Now, extending callability is one of those black magics which should be used sparingly, but for educational purposes–EDUCATIONAL!–let’s dig into how such a thing is implemented. Let’s create a class to represent a shell command and make it directly callable, with the ability to pass command-line arguments.

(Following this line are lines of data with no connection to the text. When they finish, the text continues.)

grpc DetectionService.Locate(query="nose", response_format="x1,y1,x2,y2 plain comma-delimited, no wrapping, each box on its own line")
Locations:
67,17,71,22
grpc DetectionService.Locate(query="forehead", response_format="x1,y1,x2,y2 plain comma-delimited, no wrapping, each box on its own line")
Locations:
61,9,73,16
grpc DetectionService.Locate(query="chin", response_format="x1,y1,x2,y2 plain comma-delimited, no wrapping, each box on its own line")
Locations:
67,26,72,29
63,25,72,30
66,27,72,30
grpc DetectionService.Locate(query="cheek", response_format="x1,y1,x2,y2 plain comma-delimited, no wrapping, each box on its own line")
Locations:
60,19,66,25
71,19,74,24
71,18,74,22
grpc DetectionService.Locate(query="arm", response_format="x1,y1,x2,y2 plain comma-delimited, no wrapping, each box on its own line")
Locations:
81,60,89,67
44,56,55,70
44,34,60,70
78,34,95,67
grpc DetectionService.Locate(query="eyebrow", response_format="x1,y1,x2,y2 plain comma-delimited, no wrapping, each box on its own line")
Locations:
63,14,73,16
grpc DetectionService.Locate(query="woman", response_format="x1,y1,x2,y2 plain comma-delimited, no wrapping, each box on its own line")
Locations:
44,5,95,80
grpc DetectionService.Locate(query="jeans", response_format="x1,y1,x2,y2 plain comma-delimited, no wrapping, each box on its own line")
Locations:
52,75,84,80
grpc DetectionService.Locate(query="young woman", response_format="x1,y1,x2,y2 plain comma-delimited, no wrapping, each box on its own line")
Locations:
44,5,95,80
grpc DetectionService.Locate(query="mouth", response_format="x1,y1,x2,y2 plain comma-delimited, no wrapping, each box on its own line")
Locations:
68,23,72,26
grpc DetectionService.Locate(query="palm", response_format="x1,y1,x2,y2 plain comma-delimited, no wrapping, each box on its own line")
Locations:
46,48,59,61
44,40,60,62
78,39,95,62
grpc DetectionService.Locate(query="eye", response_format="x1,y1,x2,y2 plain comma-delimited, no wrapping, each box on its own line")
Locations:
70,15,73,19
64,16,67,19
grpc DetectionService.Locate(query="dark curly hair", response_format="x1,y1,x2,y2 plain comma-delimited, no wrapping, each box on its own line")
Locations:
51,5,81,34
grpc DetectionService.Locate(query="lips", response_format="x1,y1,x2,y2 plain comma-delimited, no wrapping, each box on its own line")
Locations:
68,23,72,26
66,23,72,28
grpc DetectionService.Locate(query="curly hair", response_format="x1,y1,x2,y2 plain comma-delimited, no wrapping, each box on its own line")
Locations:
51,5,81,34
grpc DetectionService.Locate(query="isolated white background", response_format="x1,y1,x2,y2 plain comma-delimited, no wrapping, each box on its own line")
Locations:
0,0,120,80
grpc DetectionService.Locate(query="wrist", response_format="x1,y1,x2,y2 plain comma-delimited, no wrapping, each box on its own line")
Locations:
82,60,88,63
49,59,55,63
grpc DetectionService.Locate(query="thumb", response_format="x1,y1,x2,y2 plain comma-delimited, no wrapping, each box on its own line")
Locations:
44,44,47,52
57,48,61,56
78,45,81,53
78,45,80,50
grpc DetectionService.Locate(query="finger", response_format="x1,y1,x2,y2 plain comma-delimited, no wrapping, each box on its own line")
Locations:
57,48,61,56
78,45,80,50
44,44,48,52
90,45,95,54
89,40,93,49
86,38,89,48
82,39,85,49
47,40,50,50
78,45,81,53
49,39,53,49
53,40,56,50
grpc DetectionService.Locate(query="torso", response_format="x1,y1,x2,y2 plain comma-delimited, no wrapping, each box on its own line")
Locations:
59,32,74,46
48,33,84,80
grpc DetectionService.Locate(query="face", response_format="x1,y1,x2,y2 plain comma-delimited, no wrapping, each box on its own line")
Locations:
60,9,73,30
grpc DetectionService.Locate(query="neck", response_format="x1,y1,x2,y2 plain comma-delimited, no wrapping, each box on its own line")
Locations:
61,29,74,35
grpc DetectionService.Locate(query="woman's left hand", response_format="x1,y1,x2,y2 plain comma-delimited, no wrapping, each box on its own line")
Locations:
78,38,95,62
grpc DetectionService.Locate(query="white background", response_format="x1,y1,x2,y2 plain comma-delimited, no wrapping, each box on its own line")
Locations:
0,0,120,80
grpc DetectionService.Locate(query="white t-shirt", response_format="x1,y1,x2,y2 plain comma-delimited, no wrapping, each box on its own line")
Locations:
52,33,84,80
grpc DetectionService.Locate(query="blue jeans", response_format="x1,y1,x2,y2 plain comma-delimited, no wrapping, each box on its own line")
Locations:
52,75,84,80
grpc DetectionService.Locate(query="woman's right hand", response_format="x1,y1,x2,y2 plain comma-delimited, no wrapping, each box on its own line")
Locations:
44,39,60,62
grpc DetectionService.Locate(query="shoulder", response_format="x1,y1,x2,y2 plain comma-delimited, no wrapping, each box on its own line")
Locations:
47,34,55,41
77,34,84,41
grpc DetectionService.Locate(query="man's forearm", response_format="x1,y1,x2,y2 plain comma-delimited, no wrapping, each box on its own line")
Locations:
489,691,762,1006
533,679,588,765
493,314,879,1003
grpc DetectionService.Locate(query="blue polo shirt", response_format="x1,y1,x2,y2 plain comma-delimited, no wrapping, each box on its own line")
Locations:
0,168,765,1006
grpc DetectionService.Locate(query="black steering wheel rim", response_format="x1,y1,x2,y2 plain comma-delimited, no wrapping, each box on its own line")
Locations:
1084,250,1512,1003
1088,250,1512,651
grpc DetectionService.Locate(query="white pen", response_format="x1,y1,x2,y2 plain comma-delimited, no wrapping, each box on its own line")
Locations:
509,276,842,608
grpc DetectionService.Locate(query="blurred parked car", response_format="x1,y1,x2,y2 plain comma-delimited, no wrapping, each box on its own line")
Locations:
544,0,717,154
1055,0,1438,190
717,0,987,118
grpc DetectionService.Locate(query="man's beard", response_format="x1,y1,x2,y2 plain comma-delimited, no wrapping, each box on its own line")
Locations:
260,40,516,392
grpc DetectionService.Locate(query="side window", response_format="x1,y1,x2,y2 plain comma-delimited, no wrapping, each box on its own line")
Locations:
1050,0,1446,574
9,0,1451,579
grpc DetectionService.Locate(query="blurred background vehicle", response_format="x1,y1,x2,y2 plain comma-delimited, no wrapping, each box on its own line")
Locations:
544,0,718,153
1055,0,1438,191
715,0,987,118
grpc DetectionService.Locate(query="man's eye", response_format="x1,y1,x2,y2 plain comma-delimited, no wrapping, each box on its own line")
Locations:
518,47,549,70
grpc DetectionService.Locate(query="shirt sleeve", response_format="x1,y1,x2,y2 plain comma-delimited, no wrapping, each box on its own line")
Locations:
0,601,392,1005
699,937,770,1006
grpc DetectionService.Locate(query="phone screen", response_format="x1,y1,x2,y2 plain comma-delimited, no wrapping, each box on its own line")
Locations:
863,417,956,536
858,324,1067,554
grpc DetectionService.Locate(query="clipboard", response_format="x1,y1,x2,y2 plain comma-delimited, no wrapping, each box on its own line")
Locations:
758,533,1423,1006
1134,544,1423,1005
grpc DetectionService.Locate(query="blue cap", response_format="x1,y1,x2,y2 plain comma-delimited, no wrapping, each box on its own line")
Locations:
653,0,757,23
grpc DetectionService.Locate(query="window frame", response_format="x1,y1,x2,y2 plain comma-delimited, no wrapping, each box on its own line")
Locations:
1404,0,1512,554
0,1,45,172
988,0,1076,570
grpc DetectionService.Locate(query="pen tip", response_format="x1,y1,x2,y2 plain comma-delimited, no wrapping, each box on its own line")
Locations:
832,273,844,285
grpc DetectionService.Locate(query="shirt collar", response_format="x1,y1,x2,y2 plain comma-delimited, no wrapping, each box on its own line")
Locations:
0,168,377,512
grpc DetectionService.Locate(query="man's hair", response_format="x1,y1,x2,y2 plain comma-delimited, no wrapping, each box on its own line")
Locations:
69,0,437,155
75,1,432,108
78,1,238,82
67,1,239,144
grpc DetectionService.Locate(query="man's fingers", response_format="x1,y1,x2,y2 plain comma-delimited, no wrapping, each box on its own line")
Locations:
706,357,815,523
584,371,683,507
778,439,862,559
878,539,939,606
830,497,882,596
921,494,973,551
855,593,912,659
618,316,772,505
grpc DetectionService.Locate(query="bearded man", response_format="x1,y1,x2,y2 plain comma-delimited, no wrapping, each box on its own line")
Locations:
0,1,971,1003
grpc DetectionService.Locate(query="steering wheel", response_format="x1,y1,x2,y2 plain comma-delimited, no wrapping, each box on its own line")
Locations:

The protocol we need to implement to make our class callable is called clojure.lang.IFn (I’m not entirely sure where that name comes from–my best guess is that ‘I’ is a prefix indicating interface and ‘Fn’ is to signify that this is the function calling interface). We’ll use defrecord to create a Java class for our callable objects. Here’s some (heavily-annotated) source code that should do the trick:

(use '[clojure.java.shell :only [sh]]) ; Bring in the function we need to execute shell commands

(defrecord ShellCommand [cmd]          ; Declare a class with an attribute to hold the command name
  clojure.lang.IFn                     ; Indicate that we're about to implement to callability protocol...
  (invoke [this] (this []))            ; A no-argument implementation of the protocol's method (invoke) which calls the single-argument version with an empty array
  (invoke [_ args]                     ; An implementation of invoke which expects arguments...
    ; Prepend the command to the arguments, execute, store in `results`
    (let [results (apply sh (conj (seq args) cmd))]
      (print (results :out))           ; Print the command's output
      (results :exit))))               ; Return the command's return value

(let [ls (ShellCommand. "ls")]         ; Create a ShellCommand object for the ls(1) command
  (ls)                                 ; Invoke ls like a function; no arguments
  (newline)                            ; Print a newline
  (ls ["-l"]))                         ; Invoke ls with an argument

Now let’s run it:

$ java -cp clojure-1.3.0/clojure-1.3.0.jar clojure.main callability.clj
callability.clj
post.md

total 16
-rw-r--r--  1 camdez  staff  1137 Mar 21 01:57 callability.clj
-rw-r--r--  1 camdez  staff  1652 Mar 20 12:21 post.md

And it works! Have any clever uses for making objects callable? Maybe some kind of (stateful) synchronization or remote-invokation constructs?